DNSs - configuring correctly

Discussion in 'Installation/Configuration' started by Entangled, Apr 23, 2017.

  1. Entangled

    Entangled Member


    I upgraded from 3.0.x to 3.1 yesterday.

    Only the NS1 DNS shows in the Client Limits DNS servers and in the Default Secondary DNS Server pull down. The NS2 DNS doesn't show up anywhere and I am not sure why.

    What is the Secondary DNS used for and how does it differ from the 'Is mirror of Server' checkbox?

    On the DNS-Zones page, both NS1 and NS2 are in the Server pulled and of course there are no Zones for NS2.

    The NS1 /etc/named.conf.local has:

    zone "entangledweb.com" {
    type master;
    allow-transfer {;};
    file "/var/named/pri.entangledweb.com";

    And the NS2 /etc/named.conf.local has:

    zone "entangledweb.com" {
    type master;
    allow-transfer {;};
    file "/var/named/pri.entangledweb.com";

    So both NS1 and NS2 are "master" and they both allow-transfer from the same IP which is the IP for NS2. This can't be right.

    How do I make NS2 slave for NS1 for some domains and make NS1 the slave for NS2 for the other domains wouldn't this spread the load between the DNSs?

    I would appreciate any advice in setting up my current 2 DNSs correctly with the possibility to adding 2 additional DNSs in the future.

    Thank you,

  2. iNet Specialists

    iNet Specialists New Member

    You can read "Secondary DNS" as being a "slave zone" for bind (named).
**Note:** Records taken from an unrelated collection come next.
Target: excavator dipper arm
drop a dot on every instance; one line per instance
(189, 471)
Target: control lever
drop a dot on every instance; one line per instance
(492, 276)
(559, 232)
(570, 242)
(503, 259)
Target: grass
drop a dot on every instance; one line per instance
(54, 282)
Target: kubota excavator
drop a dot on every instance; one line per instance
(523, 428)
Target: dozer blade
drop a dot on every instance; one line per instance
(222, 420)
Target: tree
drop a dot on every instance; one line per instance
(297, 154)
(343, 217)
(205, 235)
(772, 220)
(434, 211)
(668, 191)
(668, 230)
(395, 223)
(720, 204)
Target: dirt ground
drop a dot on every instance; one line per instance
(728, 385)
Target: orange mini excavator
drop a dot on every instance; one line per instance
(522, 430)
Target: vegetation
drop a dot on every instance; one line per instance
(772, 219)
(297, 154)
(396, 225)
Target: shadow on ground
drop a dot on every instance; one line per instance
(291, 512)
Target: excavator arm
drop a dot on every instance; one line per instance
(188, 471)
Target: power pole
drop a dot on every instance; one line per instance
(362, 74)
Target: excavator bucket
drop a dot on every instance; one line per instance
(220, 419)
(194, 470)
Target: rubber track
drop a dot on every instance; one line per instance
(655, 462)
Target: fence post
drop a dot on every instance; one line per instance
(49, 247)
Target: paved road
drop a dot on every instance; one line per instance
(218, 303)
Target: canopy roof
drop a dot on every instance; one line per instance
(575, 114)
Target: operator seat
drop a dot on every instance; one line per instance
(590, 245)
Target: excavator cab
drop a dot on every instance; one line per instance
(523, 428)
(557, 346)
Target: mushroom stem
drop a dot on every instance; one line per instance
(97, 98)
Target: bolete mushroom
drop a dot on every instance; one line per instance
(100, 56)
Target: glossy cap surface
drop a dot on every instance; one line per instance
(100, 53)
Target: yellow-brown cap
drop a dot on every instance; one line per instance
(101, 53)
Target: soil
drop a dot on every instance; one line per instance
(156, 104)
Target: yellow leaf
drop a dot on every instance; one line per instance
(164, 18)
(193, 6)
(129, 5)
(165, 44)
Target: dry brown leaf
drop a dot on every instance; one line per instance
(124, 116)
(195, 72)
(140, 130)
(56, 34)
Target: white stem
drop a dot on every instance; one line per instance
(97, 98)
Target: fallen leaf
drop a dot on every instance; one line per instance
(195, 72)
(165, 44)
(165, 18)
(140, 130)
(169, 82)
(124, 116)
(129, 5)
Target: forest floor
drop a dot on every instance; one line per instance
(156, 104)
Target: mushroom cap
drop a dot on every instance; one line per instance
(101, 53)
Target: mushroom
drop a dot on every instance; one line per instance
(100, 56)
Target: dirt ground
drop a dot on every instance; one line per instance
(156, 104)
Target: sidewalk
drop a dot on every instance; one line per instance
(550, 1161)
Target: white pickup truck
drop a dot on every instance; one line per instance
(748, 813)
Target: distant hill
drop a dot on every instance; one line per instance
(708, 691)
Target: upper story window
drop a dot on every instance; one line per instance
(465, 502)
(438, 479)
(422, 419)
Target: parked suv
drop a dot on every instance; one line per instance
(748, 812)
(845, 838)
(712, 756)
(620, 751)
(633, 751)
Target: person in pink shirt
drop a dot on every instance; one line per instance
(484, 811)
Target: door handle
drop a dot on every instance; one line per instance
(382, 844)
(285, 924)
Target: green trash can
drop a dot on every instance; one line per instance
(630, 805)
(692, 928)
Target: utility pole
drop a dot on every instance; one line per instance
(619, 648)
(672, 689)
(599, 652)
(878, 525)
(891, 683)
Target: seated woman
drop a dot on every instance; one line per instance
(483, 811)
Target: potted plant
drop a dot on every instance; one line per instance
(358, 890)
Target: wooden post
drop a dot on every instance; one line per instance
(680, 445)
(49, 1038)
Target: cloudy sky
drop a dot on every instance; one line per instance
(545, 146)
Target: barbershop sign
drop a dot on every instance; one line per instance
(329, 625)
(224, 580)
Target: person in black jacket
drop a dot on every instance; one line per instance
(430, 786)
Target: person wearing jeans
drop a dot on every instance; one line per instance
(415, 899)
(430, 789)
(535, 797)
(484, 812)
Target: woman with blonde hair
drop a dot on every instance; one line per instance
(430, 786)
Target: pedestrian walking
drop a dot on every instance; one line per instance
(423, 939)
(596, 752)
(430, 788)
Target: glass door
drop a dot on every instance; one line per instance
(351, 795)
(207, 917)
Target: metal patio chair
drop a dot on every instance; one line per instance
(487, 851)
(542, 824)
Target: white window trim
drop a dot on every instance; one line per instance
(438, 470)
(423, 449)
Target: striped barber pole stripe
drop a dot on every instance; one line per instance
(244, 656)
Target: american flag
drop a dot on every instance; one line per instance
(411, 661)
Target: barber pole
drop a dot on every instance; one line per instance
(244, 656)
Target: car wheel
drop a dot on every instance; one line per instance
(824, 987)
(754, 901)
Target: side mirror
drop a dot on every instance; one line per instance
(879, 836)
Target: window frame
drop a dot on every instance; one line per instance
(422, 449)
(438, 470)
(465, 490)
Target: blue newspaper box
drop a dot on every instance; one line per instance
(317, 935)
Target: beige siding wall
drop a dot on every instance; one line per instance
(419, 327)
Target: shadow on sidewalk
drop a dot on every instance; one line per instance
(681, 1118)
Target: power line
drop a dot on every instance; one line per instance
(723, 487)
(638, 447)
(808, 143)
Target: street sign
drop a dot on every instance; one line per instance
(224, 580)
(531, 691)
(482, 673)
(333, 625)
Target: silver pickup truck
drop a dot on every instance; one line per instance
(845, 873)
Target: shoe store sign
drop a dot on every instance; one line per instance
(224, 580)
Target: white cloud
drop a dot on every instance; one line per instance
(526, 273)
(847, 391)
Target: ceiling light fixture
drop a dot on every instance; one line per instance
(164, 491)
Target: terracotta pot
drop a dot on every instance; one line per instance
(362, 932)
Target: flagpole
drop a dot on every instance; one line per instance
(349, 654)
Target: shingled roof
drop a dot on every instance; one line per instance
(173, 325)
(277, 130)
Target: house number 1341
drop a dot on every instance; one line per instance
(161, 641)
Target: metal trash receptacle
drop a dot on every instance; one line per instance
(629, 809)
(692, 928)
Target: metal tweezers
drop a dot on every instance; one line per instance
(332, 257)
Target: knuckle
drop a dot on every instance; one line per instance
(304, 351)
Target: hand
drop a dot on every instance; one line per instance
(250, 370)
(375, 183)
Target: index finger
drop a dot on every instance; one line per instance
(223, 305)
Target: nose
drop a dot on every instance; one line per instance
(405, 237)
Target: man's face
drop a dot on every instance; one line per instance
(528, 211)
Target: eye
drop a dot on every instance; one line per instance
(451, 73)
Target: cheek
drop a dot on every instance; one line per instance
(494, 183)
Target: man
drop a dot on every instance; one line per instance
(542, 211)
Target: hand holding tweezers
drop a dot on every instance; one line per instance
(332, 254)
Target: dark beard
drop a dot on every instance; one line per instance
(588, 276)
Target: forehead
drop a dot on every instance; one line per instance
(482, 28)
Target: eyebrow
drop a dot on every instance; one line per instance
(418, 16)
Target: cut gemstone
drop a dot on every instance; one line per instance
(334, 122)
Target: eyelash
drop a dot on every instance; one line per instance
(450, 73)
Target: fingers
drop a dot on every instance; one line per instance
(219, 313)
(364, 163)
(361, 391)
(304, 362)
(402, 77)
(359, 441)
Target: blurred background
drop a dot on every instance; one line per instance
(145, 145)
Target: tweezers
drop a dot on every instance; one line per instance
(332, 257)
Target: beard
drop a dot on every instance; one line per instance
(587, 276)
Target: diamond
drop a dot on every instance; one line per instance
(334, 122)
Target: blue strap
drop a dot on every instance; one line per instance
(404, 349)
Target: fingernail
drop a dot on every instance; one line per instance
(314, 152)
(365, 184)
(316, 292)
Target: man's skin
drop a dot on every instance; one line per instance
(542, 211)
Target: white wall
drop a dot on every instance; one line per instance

The Secondary DNS entries in ISPConfig will create something like the following for each entry in the /etc/named.conf.local file...
    zone "domain.tld" {
      type slave; # Signifying the SLAVE zone
      masters {;}; # The IP address of the Master DNS Server in the SOA record
      allow-transfer {;}; # The IP address of the Slave DNS Server (one of the NS records)
      file "/var/named/slave/sec.domain.tld";
    This type of configuration will cause BIND to regularly query the Master DNS server in the SOA record for changes to this zone based on the settings in the SOA record.
    The 'Is a mirror of' drop down selection method is a quick and dirty way to copy an entire Master DNS server's functionality by making Server 2 copy its database entries in ISPConfig from the database entries for Server 1. This method effectively makes Server 2 a Master DNS server for the same "zones" that Server 1 has. However, Server 2 does NOT query Server 1 for those zones, and Server 2 is NOT a slave of Server 1. It gets the information from the database and has the same /etc/named.conf.local entries as Server 1 does.
    Note: 'allow-transfer' identifies the server 'to whom' the records may be transferred (not the 'from' server). As you can see in the 'type slave' zone, there is a 'masters' entry for the 'from server'.
    Actually, because the zone is of 'type master', it is the 'allow-transfer' entry that isn't quite right. It has no effect for the master if there are no slaves, which there are not because both servers are masters. That is OK for small deployments where you are only supporting redundancy of records for a limited number of DNS zones.
    First, the HOW...
    NS1 is the Master DNS Name Server. All 'zones' are created with it as the 'server'. The IP addresses of any Slave DNS Name Servers should be listed in 'allow transfer', as well as in 'also notify'. The 'allow transfer' entries will tell the Master that when one of thes IPs asks for the updated record, give it to them. The 'also notify' tells the Master that when the record is updated, tell these IPs and give them the update. Otherwise, the slaves will only ask for the update when the SOA record gets old enough.
    Now for the slaves...
    NS2 is one slave out of many possible. It is NOT setup using the 'Is mirror of server' drop down. Instead it is configured using the 'Secondary DNS' (or slave zones) feature. The master server is the IP address of NS1, and that is all.
    NOW, how to 'share the load'...
    It is the number of DNS Servers (i.e. NS records) and the requesting clients that 'spread the load'. You cannot effectively control which DNS Server receives a request for a given record unless there is only a single DNS server for each zone. And that would make redundancy a moot point since most registrars require at least 2 DNS servers.
    What you can do (and should do) is operate a single master DNS server with multiple slave DNS servers spread to different geographical areas. If (or when) DNS queries get to be a load on the server(s), then add a new NS for the busiest domains.
    Creating each Slave DNS Server is easy, once you have the first slave. Just create a new DNS server and set it up using the 'Is a mirror of server' (and enter the first slave). Just remember to add the IP address to the master 'allow transfer' and 'also notify' lists.